Welcome to book club! Jill is hard at work on a school assignment this week, so I’m filling in as hostess.

If we were all gathered in my living room–which I would love, by the way–I would start our gathering by reading this quote from the chapter:

“Let the people in your stories struggle desperately, choose valiantly, act believably, and chart their course to an ending that is both inevitable and unexpected, and you’ll craft a story worth reading.”

This is a great summation of good story telling. It’s easy to read and agree with, but hard to actually do!

I loved the content of the chapter, but the subtitle–Eight Secrets To Discarding Your Outline to Write Better Stories–had me feeling a bit defensive for those in our midst who outline.

It’s been my experience that writers who identify as “an outliner” would tell you that they always veer from their original outline when writing. I’ve yet to meet the writer who won’t change the story’s direction during the writing process if they come up with something they like better. I’m sure they exist, I just haven’t crossed paths with any.

Also, I imagine many outliners apply some or all of the principles detailed in this chapter when they’re making their outline. I don’t see this as an either/or situation.

But let’s move beyond the subtitle. Here were two things that really jumped out at me in chapter seven:

Narrative Forces

There’s some discussion in this chapter of “narrative forces” which will be built on in future chapters. He uses the metaphor of your story being clay and the following forces pushing on the story to shape it into something good:

Believability: Characters behave in believable ways.

Causality: Your story has a natural cause and effect rhythm.

Inevitability and surprise: Scenes make sense like, “Of course this is what happens next!” Yet they also have an element of, “Didn’t see that one coming!”

Escalation: Tension increases as the story progresses.

Scenes and setbacks: Often we think of this as obstacles in a scene. If there’s nothing getting in your character’s way in a scene, you’re not building a story.

Continuity: The tone of the story matches all the way through.

Genre conventions: You satisfy expectations that come with genres. (e.g. epic fantasy is long, romance novels end with a happily ever after)

When these narrative forces aren’t being wielded properly, it diminishes the reader experience. If the first half of your book is really funny, but the last half isn’t, that’s a problem with continuity. If your story doesn’t progress logically, readers will sense the causality is off, even if they don’t express it like that.

Keeping Context As You Write:

There were lots of things I liked in the chapter, but one other part I’ll mention is Mr. James’s process of writing from the context of what he’s written before.

Unless I’ve set the story aside for a really long time, I don’t read as much as he does on a regular basis. He says he prints out the last 50 -100 pages and reads them before he starts writing. I’m sure there’s value in that, but I don’t have an abundance of writing time, so I usually just back up to what I wrote the day before or to the start of the scene and read from there.

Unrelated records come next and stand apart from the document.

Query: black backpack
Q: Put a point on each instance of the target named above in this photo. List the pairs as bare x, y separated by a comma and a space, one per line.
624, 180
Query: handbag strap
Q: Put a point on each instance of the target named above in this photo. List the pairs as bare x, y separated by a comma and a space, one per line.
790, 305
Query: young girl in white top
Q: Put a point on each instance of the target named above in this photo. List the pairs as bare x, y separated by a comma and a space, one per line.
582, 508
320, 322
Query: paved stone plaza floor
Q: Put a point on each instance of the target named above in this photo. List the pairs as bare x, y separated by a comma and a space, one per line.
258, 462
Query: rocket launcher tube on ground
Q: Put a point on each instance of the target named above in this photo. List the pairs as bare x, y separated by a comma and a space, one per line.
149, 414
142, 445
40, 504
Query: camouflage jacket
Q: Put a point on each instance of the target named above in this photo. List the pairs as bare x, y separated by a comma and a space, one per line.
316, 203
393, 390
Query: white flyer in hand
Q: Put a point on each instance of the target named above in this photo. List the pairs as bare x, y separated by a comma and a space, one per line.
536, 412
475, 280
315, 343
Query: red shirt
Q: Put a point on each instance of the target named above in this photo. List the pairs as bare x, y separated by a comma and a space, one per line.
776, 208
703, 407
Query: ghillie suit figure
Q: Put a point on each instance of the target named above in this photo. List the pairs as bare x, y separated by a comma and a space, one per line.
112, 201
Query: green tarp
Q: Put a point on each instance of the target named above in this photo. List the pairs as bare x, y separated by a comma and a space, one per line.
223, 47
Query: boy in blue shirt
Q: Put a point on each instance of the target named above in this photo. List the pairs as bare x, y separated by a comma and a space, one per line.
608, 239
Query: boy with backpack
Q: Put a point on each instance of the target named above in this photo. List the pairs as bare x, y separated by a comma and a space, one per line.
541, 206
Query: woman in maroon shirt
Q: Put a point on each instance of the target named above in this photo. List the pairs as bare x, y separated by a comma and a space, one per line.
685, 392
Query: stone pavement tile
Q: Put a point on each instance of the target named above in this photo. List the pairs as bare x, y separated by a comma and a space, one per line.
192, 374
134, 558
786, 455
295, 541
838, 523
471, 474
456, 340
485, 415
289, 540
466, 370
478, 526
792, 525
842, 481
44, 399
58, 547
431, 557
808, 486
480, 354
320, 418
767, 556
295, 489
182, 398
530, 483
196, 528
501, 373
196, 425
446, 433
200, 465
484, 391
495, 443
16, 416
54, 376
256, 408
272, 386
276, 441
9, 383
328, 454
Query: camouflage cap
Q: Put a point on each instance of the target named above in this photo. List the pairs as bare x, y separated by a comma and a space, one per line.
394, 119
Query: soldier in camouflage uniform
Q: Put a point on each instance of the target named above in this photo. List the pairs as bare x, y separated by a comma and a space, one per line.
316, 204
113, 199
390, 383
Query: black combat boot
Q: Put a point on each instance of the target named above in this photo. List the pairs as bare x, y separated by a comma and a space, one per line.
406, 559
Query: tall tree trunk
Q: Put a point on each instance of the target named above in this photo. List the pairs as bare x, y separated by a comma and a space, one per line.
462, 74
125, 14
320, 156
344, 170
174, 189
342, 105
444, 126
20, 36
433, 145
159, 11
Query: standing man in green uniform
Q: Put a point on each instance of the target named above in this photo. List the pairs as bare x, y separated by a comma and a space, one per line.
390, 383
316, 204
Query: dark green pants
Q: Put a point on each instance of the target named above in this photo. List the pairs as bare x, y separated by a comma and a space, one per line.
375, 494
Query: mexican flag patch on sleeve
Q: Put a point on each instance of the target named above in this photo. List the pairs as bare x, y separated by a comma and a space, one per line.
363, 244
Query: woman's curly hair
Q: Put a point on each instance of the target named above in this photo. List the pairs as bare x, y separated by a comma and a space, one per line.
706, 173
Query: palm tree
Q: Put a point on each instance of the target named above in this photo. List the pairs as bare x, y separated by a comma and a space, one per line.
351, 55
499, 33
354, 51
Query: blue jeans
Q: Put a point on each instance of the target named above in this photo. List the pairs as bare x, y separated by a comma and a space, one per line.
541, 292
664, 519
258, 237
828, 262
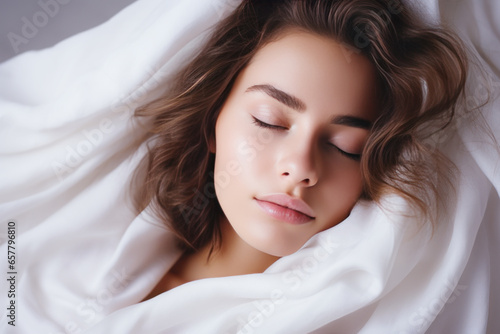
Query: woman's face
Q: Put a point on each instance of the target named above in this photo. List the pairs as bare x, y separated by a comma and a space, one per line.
288, 141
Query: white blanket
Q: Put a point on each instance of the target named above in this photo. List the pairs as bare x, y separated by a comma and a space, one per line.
84, 261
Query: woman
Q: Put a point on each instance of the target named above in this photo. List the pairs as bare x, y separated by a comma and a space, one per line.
293, 175
304, 108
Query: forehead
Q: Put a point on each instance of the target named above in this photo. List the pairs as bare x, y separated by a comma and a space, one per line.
322, 73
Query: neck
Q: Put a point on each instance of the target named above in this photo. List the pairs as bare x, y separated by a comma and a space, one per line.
235, 257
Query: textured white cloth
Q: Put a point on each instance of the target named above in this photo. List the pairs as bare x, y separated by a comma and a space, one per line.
84, 260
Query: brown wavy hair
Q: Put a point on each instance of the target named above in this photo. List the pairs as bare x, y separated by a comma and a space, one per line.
421, 71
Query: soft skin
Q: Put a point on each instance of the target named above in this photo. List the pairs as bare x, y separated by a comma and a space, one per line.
299, 156
302, 154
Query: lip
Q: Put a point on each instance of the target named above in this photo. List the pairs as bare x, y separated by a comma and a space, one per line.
286, 208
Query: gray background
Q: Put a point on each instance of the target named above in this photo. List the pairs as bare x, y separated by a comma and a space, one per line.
56, 23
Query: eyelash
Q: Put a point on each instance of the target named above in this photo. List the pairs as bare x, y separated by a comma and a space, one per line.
258, 122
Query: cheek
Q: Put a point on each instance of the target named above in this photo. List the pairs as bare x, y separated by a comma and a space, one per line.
339, 194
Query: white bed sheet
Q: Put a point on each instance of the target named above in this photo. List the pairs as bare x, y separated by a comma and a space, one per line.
85, 260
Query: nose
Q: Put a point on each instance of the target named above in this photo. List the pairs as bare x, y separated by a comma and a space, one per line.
297, 165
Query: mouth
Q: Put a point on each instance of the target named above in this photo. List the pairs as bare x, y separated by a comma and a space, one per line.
284, 212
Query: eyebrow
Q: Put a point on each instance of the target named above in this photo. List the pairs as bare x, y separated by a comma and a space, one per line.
296, 104
277, 94
352, 121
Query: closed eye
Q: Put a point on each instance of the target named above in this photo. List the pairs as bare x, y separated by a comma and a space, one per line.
261, 124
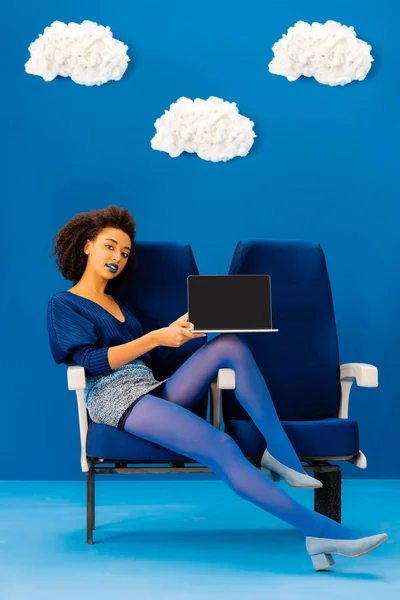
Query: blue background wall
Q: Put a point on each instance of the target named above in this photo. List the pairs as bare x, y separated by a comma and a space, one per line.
324, 166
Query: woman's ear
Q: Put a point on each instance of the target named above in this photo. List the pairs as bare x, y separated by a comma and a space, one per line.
87, 247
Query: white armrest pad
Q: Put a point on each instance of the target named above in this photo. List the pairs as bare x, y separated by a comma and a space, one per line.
76, 378
364, 375
226, 379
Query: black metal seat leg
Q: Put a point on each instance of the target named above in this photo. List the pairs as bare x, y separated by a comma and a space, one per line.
328, 499
90, 506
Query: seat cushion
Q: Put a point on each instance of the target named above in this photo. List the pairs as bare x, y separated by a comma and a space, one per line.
108, 442
324, 438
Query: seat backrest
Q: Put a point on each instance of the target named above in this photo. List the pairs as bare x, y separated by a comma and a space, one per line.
300, 363
156, 293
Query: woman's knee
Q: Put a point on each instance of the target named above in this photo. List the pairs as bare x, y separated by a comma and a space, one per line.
224, 443
231, 345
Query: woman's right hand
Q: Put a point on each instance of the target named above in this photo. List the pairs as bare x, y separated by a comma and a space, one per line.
174, 336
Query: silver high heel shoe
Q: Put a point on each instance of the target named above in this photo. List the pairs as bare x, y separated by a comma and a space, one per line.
275, 470
321, 549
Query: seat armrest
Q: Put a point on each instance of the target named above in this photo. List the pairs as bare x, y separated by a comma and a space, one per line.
364, 375
76, 378
225, 380
77, 381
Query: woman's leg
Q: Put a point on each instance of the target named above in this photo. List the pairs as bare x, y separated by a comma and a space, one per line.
191, 381
174, 427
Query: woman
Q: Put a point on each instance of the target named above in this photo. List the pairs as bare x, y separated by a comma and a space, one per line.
88, 327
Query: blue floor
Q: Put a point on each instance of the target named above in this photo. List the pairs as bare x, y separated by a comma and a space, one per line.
184, 539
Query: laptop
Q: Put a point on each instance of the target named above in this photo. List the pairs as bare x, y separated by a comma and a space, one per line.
229, 303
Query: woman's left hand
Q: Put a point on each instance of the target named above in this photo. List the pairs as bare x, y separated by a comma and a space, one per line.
182, 322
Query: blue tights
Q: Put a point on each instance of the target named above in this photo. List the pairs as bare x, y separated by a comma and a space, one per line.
169, 422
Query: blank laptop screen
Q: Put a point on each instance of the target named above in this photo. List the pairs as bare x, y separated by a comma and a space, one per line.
230, 301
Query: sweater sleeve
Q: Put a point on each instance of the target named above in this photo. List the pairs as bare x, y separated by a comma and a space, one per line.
73, 339
158, 353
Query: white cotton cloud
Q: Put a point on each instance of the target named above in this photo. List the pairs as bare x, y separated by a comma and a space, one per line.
329, 52
86, 52
213, 129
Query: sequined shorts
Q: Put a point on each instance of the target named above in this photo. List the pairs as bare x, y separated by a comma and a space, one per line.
110, 398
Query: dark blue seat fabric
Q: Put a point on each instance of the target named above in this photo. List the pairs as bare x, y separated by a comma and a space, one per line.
318, 439
300, 363
327, 438
157, 295
104, 441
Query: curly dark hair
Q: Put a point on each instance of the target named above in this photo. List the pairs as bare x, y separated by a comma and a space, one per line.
70, 241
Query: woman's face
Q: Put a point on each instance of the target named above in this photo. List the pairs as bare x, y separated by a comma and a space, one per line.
108, 253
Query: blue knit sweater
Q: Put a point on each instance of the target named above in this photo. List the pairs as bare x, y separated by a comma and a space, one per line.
81, 331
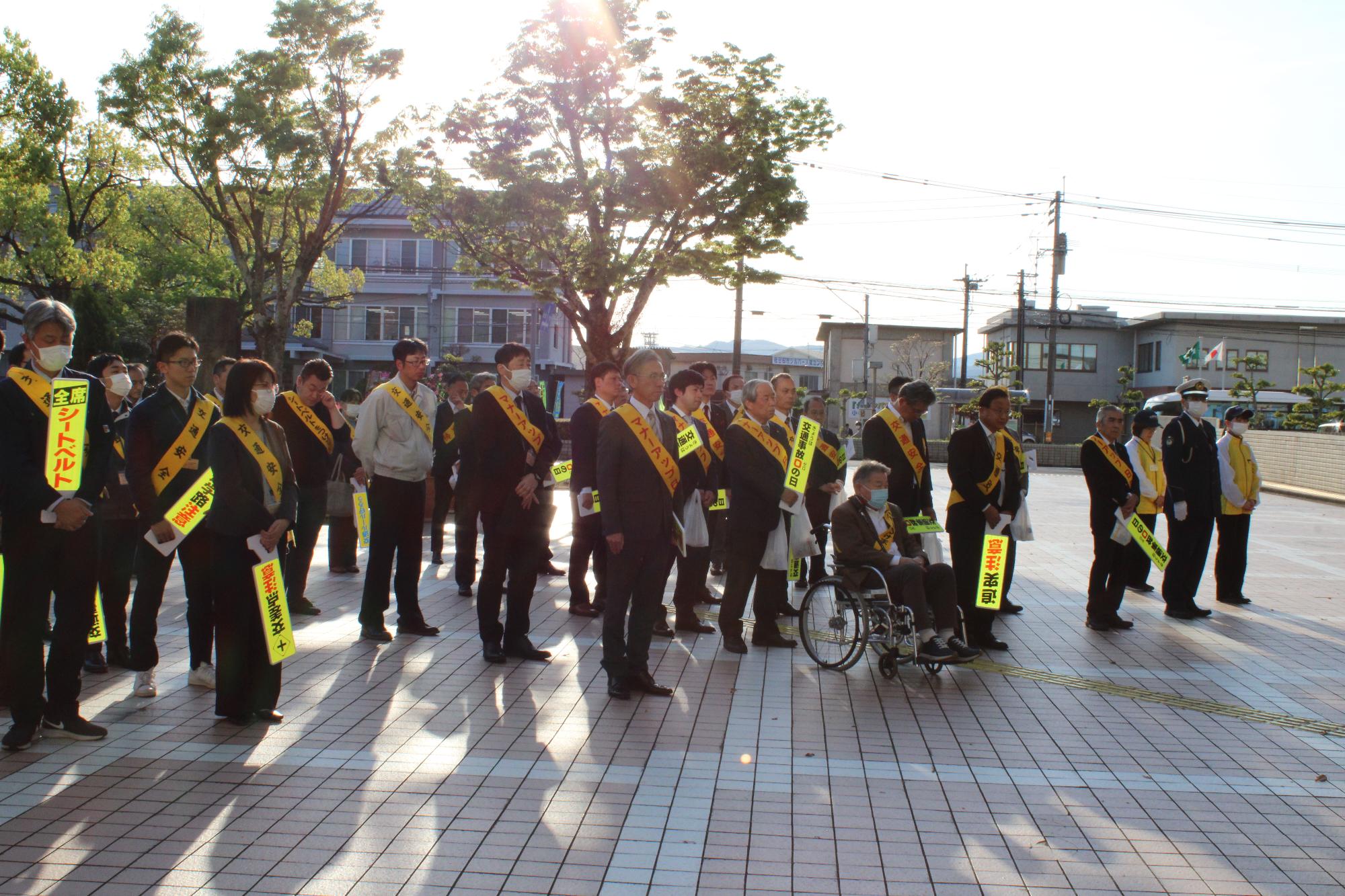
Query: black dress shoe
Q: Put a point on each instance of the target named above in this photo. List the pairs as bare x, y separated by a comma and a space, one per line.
645, 681
693, 623
735, 643
524, 649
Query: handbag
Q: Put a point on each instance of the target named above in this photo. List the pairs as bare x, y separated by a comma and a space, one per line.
340, 493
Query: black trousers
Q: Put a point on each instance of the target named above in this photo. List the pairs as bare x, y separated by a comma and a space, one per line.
397, 513
744, 567
443, 498
1108, 577
465, 540
637, 577
1188, 544
313, 513
151, 577
118, 544
966, 544
41, 561
1137, 561
245, 681
1231, 557
588, 542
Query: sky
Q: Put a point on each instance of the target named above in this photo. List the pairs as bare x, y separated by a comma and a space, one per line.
1226, 107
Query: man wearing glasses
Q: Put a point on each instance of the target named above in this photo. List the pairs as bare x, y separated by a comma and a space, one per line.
166, 454
393, 442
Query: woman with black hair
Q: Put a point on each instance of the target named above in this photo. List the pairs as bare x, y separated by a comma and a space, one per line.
255, 495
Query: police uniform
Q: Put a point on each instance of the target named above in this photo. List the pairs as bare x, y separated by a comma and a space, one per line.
1191, 464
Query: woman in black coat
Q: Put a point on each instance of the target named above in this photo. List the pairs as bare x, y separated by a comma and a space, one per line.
255, 495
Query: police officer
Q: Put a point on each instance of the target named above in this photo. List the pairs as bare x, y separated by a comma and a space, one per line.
1191, 464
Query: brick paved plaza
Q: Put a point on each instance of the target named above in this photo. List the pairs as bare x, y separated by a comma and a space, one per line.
416, 767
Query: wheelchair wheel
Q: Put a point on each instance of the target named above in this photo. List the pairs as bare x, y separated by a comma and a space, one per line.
835, 624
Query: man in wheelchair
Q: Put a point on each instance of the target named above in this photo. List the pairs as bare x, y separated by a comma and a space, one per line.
870, 532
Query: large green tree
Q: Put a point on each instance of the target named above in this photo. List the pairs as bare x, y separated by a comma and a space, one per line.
597, 179
272, 146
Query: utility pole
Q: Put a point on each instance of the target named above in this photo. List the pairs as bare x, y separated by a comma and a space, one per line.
1058, 267
738, 325
968, 286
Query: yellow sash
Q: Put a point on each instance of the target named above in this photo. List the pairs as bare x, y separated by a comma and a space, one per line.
271, 470
993, 479
700, 450
532, 435
1113, 458
184, 447
909, 446
716, 439
653, 446
410, 405
765, 439
311, 420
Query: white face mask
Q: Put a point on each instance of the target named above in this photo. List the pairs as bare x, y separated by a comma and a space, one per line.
119, 385
263, 401
54, 357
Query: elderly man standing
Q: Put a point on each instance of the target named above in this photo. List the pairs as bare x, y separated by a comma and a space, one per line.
642, 490
758, 452
50, 542
1112, 486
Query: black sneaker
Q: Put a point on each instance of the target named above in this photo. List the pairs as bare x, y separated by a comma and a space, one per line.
962, 649
20, 736
75, 728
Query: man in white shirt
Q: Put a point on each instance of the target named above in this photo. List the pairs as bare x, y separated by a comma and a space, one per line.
1239, 494
393, 443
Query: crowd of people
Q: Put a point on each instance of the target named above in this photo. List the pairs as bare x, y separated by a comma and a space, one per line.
668, 473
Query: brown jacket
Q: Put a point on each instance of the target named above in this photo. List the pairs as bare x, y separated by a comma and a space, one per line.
853, 537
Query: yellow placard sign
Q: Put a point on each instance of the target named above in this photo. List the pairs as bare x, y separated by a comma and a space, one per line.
801, 456
275, 611
991, 584
67, 434
362, 517
688, 440
1148, 542
192, 507
99, 631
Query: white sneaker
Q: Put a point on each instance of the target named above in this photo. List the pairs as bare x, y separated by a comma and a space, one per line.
202, 676
146, 685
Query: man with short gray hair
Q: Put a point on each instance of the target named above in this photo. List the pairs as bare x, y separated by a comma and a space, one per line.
50, 549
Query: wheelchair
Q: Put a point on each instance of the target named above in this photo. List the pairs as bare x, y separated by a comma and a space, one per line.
839, 623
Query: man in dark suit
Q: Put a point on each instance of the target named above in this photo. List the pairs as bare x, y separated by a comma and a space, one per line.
1191, 464
606, 385
870, 530
757, 450
641, 486
446, 455
514, 444
50, 541
827, 479
1112, 487
985, 475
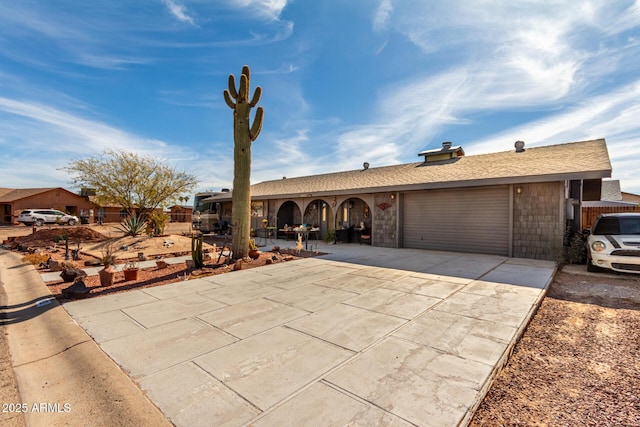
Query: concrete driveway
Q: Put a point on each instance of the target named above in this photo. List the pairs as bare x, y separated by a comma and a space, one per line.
363, 336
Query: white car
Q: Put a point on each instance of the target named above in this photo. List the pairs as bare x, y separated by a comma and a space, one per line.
614, 243
46, 216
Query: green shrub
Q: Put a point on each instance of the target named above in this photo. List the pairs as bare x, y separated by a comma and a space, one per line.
132, 226
35, 259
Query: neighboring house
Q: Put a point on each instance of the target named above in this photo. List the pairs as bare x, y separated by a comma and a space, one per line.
515, 203
15, 200
612, 200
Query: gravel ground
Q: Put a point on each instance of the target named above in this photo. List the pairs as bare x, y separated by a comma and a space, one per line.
577, 363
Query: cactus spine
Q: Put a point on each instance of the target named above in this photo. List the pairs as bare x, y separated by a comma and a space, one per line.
243, 135
196, 250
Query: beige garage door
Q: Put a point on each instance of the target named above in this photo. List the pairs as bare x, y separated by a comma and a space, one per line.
470, 220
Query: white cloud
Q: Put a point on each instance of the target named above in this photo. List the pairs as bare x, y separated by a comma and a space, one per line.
270, 9
382, 15
179, 11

Mr. James says, “As details emerge and the story grows, I’ll frequently go back to refine the scenes that lead up to the one I’m working on.”

Some find it easier to do this in edits, but this is a great thought to keep in mind whether you revise while you’re drafting or afterward: Those stories you love because the author foreshadows everything just perfectly? THEY DID THAT AFTER THEY FIGURED OUT WHAT NEEDED FORESHADOWING.

They either did that work in edits or using the continual revision process Mr. James talked about. Authors go back in and add those clues, and then they smooth out the scene so that you can’t even tell those clues weren’t there to begin with.

For those who read the chapter, what stuck out to you?

When you sit down to write, what’s your routine? Do you read through a certain amount before beginning? Do you dive right in?